Unionized hospitality workers wait in line in a basement garage to apply for unemployment benefits at the Hospitality Training Academy Friday, March 13, 2020, in Los Angeles. Fearing a widespread health crisis, Californians moved broadly Friday to get in front of the spread of the coronavirus, shuttering schools that educate hundreds of thousands of students, urging the faithful to watch religious services online and postponing or scratching just about any event that could attract a big crowd.

Marcio Jose Sanchez / AP Photo

Unionized hospitality workers wait in line in a basement garage to apply for unemployment benefits at the Hospitality Training Academy Friday, March 13, 2020, in Los Angeles. Fearing a widespread health crisis, Californians moved broadly Friday to get in front of the spread of the coronavirus, shuttering schools that educate hundreds of thousands of students, urging the faithful to watch religious services online and postponing or scratching just about any event that could attract a big crowd.

“Credit cards, auto loans, installment loans, there are no federal guidelines,” says Aracely Panameño, a director at the nonprofit Center for Responsible Lending.

She says when it comes time to make up for all those skipped payments, there are federal rules for repayment plans for home mortgages but not for many other types of loans. So she says lawmakers need to protect people. Otherwise, she says, lenders could make demands beyond what people can afford. “You must have a capacity to catch up with your payments in an affordable way,” Panameño says.

Chi Chi Wu with the National Consumer Law Center agrees. Without better protections, when it comes time to make up for the missed payments, “there’s going to be a lot of people who could experience massive credit reporting harm,” says Wu, an attorney focusing on consumer credit issues.

Under the rules for mortgages, consumer advocates say the vast majority of people hurt financially during the outbreak who entered a forbearance plan should have their missed payments moved to the end of the loan term.

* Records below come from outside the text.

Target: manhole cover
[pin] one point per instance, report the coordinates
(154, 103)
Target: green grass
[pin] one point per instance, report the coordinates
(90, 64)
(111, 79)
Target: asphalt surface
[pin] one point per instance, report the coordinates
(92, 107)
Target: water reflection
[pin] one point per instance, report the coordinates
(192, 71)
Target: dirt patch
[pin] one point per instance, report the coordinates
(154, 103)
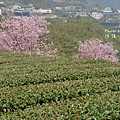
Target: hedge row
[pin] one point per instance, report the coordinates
(103, 106)
(21, 97)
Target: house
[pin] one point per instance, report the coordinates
(0, 12)
(70, 7)
(16, 7)
(96, 15)
(81, 14)
(107, 10)
(1, 3)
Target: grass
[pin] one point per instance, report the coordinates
(42, 88)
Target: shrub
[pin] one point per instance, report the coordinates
(95, 49)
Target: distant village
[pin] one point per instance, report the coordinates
(108, 17)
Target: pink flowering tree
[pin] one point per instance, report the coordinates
(26, 35)
(95, 49)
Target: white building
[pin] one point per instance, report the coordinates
(0, 12)
(81, 14)
(16, 7)
(96, 15)
(2, 3)
(70, 7)
(43, 11)
(107, 10)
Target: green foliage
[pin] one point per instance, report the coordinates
(39, 87)
(66, 35)
(36, 3)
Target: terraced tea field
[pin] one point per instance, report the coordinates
(43, 88)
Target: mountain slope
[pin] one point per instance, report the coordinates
(109, 3)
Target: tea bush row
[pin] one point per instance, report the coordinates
(21, 97)
(97, 106)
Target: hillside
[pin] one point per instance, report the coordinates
(66, 35)
(108, 3)
(44, 88)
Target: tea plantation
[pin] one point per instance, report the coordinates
(43, 88)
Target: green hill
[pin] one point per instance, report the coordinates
(43, 88)
(66, 35)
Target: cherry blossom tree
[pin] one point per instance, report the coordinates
(26, 35)
(95, 49)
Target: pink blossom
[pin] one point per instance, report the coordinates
(95, 49)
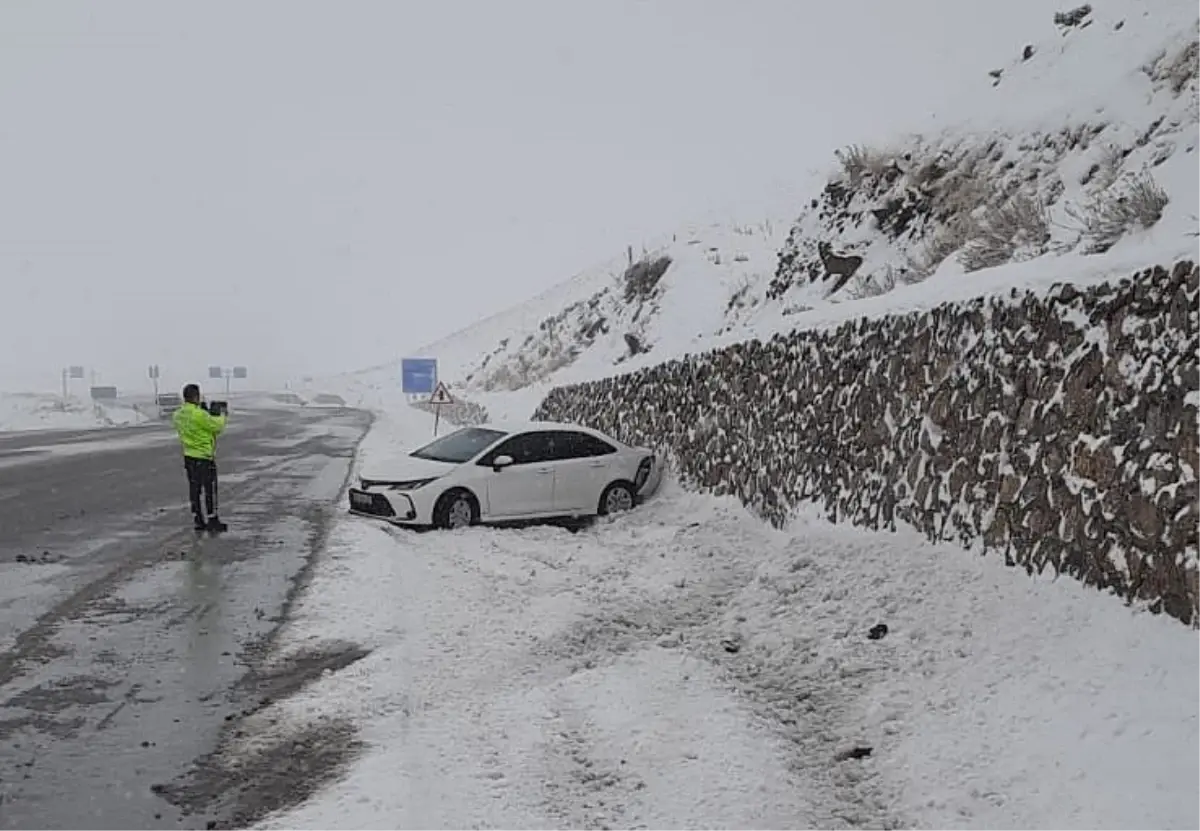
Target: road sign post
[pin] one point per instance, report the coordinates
(441, 396)
(228, 374)
(67, 374)
(418, 376)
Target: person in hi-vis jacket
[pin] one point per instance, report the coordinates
(198, 430)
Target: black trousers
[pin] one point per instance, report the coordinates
(202, 476)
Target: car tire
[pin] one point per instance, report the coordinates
(456, 509)
(617, 497)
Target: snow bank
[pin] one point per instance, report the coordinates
(36, 411)
(687, 667)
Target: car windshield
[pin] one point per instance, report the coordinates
(459, 447)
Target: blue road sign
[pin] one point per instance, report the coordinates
(419, 376)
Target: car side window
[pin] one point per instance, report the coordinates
(585, 446)
(528, 448)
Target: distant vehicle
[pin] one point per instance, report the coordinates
(168, 402)
(501, 474)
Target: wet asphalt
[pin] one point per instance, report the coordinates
(125, 640)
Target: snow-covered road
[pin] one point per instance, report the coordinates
(685, 667)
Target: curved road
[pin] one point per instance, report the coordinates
(127, 646)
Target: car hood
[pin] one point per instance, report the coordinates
(405, 468)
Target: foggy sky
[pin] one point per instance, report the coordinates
(307, 186)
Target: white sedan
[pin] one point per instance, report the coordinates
(501, 474)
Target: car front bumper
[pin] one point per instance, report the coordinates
(399, 507)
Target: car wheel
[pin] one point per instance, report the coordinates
(456, 509)
(616, 498)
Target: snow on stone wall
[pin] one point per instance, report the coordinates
(1059, 429)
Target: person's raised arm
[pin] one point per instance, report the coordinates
(214, 424)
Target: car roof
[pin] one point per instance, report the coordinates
(527, 426)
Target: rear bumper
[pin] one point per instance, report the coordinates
(653, 478)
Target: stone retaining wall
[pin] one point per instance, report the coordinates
(1059, 429)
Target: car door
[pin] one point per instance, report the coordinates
(582, 471)
(527, 485)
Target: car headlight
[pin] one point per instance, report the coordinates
(413, 484)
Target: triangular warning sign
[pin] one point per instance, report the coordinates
(441, 395)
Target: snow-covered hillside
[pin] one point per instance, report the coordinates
(1074, 160)
(36, 411)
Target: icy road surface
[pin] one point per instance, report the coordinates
(126, 647)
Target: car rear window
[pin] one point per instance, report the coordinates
(460, 446)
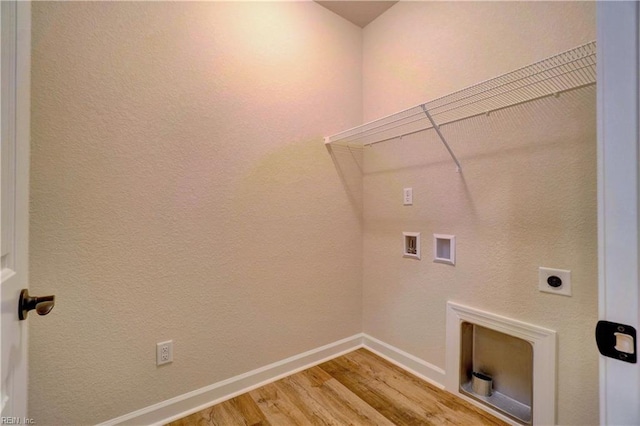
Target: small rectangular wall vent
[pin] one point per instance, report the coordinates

That keeps monthly payments the same as they were before and just extends the amount of time to pay the loan. Some other types of lenders are using this approach too. Ford tells NPR it is taking missed payments and moving them to the end of the auto loan term.

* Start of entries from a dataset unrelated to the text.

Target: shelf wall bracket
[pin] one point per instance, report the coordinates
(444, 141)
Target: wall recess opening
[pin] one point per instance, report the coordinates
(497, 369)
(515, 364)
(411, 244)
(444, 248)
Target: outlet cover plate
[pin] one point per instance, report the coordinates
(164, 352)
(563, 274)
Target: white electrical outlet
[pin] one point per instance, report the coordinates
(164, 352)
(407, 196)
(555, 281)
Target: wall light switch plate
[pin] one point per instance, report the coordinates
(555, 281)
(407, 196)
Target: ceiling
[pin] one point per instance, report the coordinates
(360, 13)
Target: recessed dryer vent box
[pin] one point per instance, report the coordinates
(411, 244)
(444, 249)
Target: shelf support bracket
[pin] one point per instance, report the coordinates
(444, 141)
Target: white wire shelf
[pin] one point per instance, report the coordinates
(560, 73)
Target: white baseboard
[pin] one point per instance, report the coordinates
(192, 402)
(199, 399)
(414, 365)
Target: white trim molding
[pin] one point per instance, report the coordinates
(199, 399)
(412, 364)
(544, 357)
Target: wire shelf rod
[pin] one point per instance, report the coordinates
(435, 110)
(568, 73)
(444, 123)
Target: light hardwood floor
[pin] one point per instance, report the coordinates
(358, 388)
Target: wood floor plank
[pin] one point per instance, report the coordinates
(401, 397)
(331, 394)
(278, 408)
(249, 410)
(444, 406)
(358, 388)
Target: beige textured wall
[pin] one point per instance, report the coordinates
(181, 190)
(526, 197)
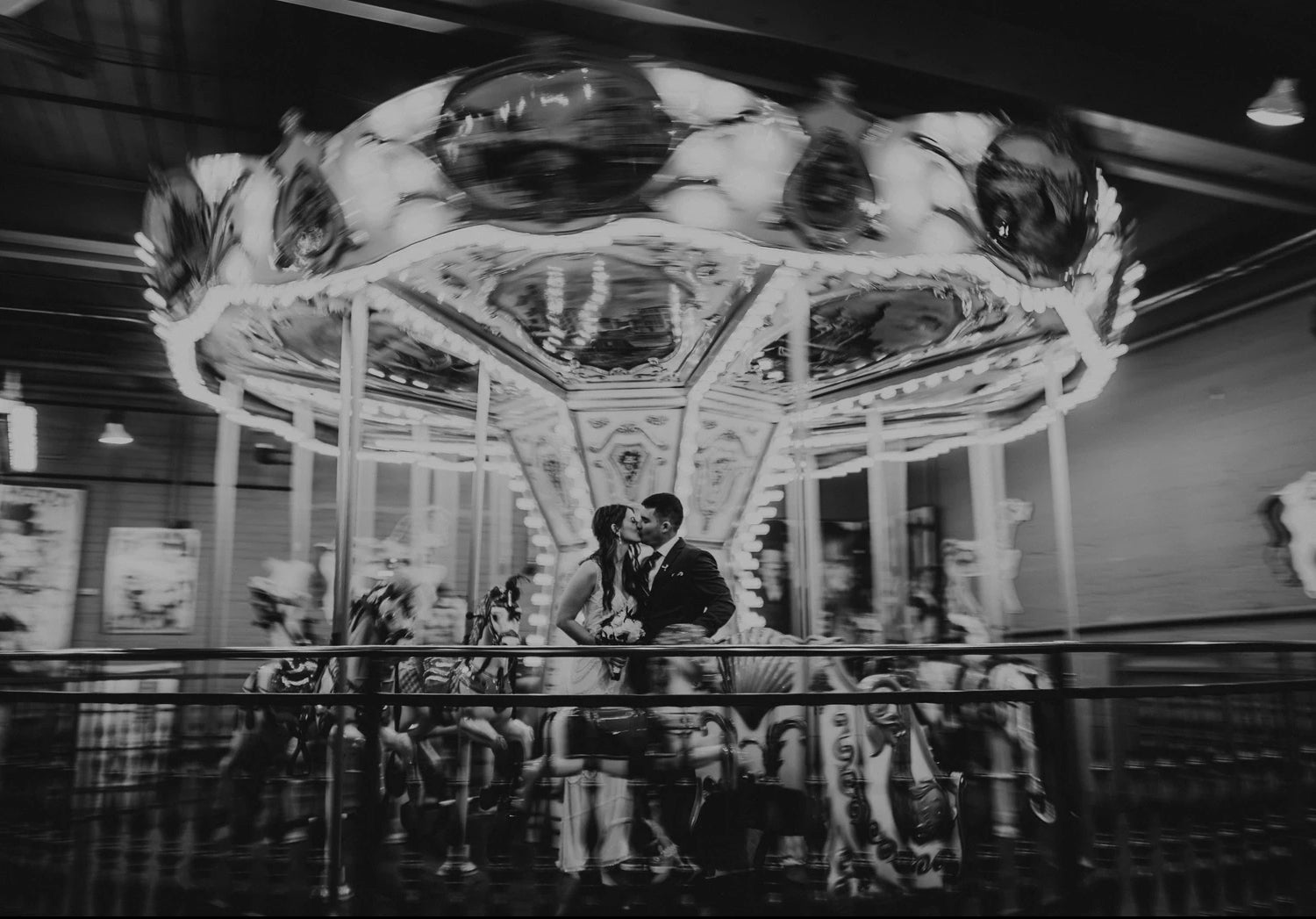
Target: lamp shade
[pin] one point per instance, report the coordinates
(115, 432)
(1281, 107)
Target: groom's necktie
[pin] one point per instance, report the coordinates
(647, 569)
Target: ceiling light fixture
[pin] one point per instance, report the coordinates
(115, 432)
(21, 426)
(1281, 107)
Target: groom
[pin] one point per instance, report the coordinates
(683, 582)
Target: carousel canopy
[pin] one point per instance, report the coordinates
(670, 281)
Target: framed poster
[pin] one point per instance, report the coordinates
(39, 553)
(150, 579)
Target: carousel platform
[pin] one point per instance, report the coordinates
(1182, 782)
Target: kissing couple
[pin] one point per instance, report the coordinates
(619, 595)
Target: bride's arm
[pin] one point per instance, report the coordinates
(578, 590)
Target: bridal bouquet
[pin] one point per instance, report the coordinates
(620, 628)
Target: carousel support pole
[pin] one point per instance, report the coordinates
(303, 481)
(418, 498)
(797, 494)
(1061, 499)
(458, 860)
(984, 484)
(1074, 806)
(368, 486)
(352, 390)
(226, 447)
(887, 499)
(482, 420)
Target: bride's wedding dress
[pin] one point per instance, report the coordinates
(597, 797)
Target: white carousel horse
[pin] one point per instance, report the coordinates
(962, 560)
(497, 623)
(1297, 513)
(271, 736)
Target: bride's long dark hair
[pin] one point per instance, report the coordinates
(604, 519)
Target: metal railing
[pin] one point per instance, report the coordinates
(1173, 779)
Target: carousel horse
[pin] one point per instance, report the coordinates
(497, 623)
(1290, 515)
(1011, 726)
(271, 736)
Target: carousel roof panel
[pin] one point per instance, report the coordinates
(595, 226)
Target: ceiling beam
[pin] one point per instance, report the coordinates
(390, 13)
(139, 111)
(70, 250)
(1126, 97)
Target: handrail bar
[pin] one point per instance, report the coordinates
(815, 650)
(676, 700)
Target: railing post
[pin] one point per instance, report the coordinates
(1071, 834)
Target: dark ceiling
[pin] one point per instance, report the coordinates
(94, 94)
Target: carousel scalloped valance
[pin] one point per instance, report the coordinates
(626, 248)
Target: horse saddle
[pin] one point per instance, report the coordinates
(618, 734)
(920, 800)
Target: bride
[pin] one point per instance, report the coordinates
(597, 607)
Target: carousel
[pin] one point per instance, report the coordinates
(605, 279)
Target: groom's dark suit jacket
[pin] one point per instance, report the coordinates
(687, 589)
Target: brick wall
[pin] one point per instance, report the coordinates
(1168, 469)
(166, 477)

For their part, many lenders say that to keep helping people, they need a government conduit through which to borrow money themselves. Bill Himpler is president and CEO of the American Financial Services Association, which represents lenders who make car loans, personal loans, mortgages and offer credit cards.

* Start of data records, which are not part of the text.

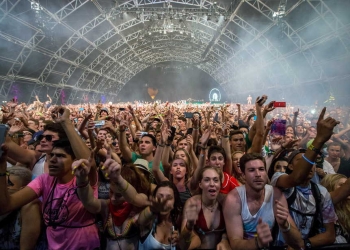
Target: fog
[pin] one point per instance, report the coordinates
(302, 59)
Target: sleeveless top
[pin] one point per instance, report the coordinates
(38, 168)
(10, 231)
(265, 212)
(201, 226)
(151, 243)
(184, 196)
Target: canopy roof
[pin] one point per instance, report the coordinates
(97, 46)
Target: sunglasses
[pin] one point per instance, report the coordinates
(47, 137)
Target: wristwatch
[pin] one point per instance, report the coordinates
(316, 150)
(307, 244)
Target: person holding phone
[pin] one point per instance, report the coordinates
(63, 213)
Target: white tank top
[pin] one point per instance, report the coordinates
(151, 243)
(265, 212)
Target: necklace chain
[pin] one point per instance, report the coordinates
(210, 208)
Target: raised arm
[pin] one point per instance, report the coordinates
(341, 193)
(123, 144)
(81, 151)
(285, 222)
(258, 142)
(188, 238)
(158, 174)
(81, 169)
(201, 162)
(302, 168)
(226, 146)
(112, 169)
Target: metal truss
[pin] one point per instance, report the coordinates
(201, 36)
(198, 3)
(6, 6)
(220, 33)
(5, 88)
(329, 18)
(24, 79)
(61, 14)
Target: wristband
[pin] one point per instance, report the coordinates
(312, 148)
(306, 159)
(307, 244)
(286, 230)
(4, 174)
(83, 185)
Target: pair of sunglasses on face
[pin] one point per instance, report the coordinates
(47, 137)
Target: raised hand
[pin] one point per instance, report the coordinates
(325, 127)
(81, 168)
(60, 114)
(7, 117)
(110, 167)
(174, 238)
(159, 204)
(296, 113)
(190, 142)
(281, 215)
(290, 144)
(269, 107)
(191, 211)
(205, 137)
(264, 234)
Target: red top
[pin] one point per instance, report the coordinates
(228, 184)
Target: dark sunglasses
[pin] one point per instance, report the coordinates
(47, 137)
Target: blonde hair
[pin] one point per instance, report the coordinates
(342, 209)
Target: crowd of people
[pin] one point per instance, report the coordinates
(173, 176)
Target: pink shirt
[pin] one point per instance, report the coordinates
(70, 225)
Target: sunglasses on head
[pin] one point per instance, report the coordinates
(47, 137)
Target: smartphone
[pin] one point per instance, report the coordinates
(189, 131)
(99, 124)
(188, 115)
(3, 132)
(216, 117)
(173, 131)
(279, 104)
(278, 127)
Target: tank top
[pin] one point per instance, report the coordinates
(184, 196)
(201, 226)
(151, 243)
(265, 212)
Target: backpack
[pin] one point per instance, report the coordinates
(318, 222)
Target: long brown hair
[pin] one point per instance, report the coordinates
(342, 209)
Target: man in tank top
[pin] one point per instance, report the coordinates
(251, 210)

“If we can’t keep the lights on because things have seized up it’s not good for anybody,” he says. “It’s not good for the customer, it’s not good for the company, it’s not good for the economy.”

One big thing lawmakers need to resolve is whether to extend the federal government’s expanded unemployment benefits. Getting that unemployment money is the biggest reason most people who’ve lost jobs are able to pay rent and keep a roof over their heads. And while some people are going back to work, many others are not.

“When the $600-a-week unemployment insurance runs out at the end of July, most people expect tremendous displacement risk,” says Andrew Jakabovics with the affordable housing nonprofit Enterprise Community Partners. “Evictions are likely to go through the roof.”

And with eviction moratoriums expiring in parts of the country, he says action is needed right away to help people who can’t pay the rent as the pandemic drags on.

Meanwhile, as with many other aspects of the coronavirus outbreak, there are disparities along socioeconomic and racial lines. Panameño says her group did a national survey to see who was having trouble paying their bills after the pandemic struck.

“Twenty-five percent of Latinos had already fallen behind with their payments,” she says. “Twenty-eight percent of African Americans had fallen behind. That compares to 12% of whites that had fallen behind.”